A former Flint police chief is facing criminal charges for his role in the wrongful murder conviction of a Detroit teen in 2008.
According to the Wayne County Prosecutor’s Office, a warrant is currently under review for ex-police chief James Tolbert, whose sworn testimony led to the wrongful conviction and imprisonment of then 14-year-old Davontae Sanford. Sanford was charged with the murders of four people at a drug house on Runyon Street, located on the east side of Detroit.
A hand-drawn diagram of the murder scene was used as a key piece of evidence in the Sanford case — a diagram Tolbert initially claimed was drawn by the Detroit teen. However, prosecutors say a re-investigation into Sanford’s case revealed that the ex-deputy chief had contradicted his sworn testimony.
The Guardian reports that in 2010, Tolbert testified at a court hearing that Sanford sketched a diagram of the crime scene and house. Yet, during an interview with state police last September, Tolbert admitted that he had actually drawn the sketch of the house.
“Deputy Chief Tolbert, at the time with the Detroit Police Department, responded to questions that undermined his prior testimony under oath (that Mr. Sanford created a sketch from a blank piece of paper),” Wayne County Prosecutor Kym Worthy said Thursday. “It called into question the building blocks of our case.”
According to Detroit Fox 2 News legal analyst Charlie Langton, the ex-police chief now faces life behind bars if he’s convicted of perjury.
“Perjury is lying, and when you lie under oath in a court case when your testimony could send someone in prison for life, that’s really bad,” Langton told the news station. “And the penalty for lying in that kind of case is life for you, for lying.”
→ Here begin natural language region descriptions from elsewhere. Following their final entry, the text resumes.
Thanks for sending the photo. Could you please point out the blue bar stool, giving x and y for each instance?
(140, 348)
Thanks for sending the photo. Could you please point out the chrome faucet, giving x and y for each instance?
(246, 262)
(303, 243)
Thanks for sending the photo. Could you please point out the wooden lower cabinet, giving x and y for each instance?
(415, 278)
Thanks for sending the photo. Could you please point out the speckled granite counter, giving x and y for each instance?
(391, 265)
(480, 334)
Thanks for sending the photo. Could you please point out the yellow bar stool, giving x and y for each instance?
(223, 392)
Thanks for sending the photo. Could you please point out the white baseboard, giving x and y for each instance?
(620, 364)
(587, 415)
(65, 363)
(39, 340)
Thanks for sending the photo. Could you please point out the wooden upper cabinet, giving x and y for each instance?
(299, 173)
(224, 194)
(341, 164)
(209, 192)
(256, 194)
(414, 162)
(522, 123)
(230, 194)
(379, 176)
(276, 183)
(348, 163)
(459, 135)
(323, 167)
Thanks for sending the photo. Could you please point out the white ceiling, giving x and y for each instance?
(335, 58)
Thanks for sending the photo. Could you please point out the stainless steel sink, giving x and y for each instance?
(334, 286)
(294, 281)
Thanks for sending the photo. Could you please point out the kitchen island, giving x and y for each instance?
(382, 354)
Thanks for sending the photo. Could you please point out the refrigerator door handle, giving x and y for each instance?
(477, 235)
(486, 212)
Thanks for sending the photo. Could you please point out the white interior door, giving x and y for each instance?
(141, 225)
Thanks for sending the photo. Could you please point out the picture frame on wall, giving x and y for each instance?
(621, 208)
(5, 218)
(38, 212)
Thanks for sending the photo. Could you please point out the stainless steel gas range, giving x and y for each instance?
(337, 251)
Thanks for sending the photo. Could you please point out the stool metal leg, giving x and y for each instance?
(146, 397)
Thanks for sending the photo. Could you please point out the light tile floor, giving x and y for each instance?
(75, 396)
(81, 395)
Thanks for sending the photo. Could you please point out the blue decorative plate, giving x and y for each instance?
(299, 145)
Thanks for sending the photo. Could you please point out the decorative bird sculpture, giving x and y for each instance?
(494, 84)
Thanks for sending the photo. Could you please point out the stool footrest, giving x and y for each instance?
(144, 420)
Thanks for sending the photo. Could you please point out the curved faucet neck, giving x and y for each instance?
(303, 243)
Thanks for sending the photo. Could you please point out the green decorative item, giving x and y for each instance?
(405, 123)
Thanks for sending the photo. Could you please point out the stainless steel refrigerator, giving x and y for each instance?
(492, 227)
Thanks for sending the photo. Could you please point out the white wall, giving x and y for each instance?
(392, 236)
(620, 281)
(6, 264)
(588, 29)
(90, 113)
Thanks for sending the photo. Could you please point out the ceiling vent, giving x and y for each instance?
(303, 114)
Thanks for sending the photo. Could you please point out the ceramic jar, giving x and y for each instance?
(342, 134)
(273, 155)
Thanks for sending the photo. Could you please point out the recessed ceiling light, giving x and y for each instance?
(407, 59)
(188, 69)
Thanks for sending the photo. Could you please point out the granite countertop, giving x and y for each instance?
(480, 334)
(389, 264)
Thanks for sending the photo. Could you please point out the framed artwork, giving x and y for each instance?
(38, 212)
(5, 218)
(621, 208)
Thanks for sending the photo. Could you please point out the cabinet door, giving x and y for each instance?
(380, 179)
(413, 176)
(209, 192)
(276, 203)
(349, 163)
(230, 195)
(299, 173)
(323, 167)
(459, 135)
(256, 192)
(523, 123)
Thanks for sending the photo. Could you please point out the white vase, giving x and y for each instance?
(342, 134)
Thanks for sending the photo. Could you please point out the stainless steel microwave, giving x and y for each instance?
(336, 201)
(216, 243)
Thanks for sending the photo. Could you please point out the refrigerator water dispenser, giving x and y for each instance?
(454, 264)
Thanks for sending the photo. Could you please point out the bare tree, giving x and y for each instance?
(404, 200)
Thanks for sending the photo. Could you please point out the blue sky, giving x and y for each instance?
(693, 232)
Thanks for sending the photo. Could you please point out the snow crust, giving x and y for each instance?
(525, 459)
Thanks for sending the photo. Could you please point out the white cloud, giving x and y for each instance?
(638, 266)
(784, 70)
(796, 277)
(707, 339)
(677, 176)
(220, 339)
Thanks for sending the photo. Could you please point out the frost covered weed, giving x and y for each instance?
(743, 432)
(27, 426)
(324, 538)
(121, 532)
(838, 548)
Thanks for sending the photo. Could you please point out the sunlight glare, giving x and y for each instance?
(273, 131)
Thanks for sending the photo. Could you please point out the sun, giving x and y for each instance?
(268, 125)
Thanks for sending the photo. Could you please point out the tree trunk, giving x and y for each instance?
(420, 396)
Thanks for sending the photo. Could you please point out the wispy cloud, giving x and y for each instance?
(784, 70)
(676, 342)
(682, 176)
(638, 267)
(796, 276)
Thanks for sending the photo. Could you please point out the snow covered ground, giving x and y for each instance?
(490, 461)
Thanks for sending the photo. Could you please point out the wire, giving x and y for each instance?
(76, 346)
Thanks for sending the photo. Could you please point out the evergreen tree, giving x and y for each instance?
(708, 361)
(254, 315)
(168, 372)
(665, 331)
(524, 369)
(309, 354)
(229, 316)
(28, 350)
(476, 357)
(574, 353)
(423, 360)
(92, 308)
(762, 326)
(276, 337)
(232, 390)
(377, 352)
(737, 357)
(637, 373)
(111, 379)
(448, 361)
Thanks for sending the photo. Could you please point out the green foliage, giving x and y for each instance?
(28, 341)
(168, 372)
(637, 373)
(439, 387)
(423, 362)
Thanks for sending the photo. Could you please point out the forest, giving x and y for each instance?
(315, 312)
The realization that Tolbert perjured himself comes shortly after the ex-police chief was forced to resign for his involvement in the Flint water crisis, ABC News reports.
It’s Tolbert’s contradictory testimony that ultimately led to the Detroit teen’s release from prison. Just last week, Sanford, now 23, walked out of prison a free man after Judge Brian Sullivan chose to vacate his conviction, according to Atlanta Black Star. Sanford spent nearly nine years behind bars for a crime he didn’t commit, even after the real perpetrator came forward and confessed to the Runyon Street murders.
According to The Guardian, Worthy strongly defended how her office handled the Sanford case at a press conference Thursday.
“This was not the Wayne County prosecutor’s office running rogue and trying to do something illegal to Mr. Sanford,” Worthy said.
Sanford’s appellate attorneys failed to pursue claims earlier that might have reversed his conviction sooner, she alleged, particularly on claims that the Detroit teenager falsely confessed.
“I don’t know what we could’ve done differently as this case went through time, I really don’t,” she continued. “I can’t be a Monday morning quarterback.”
Now that he’s free, Sanford said he’s not bitter and just wants to move forward.
“I’m not about to play the blame game with nobody,” Sanford explained. “It’s over, I’m out. Like, that’s all I really wanted was my freedom; from this day forward I’m just trying to move forward and put this behind me.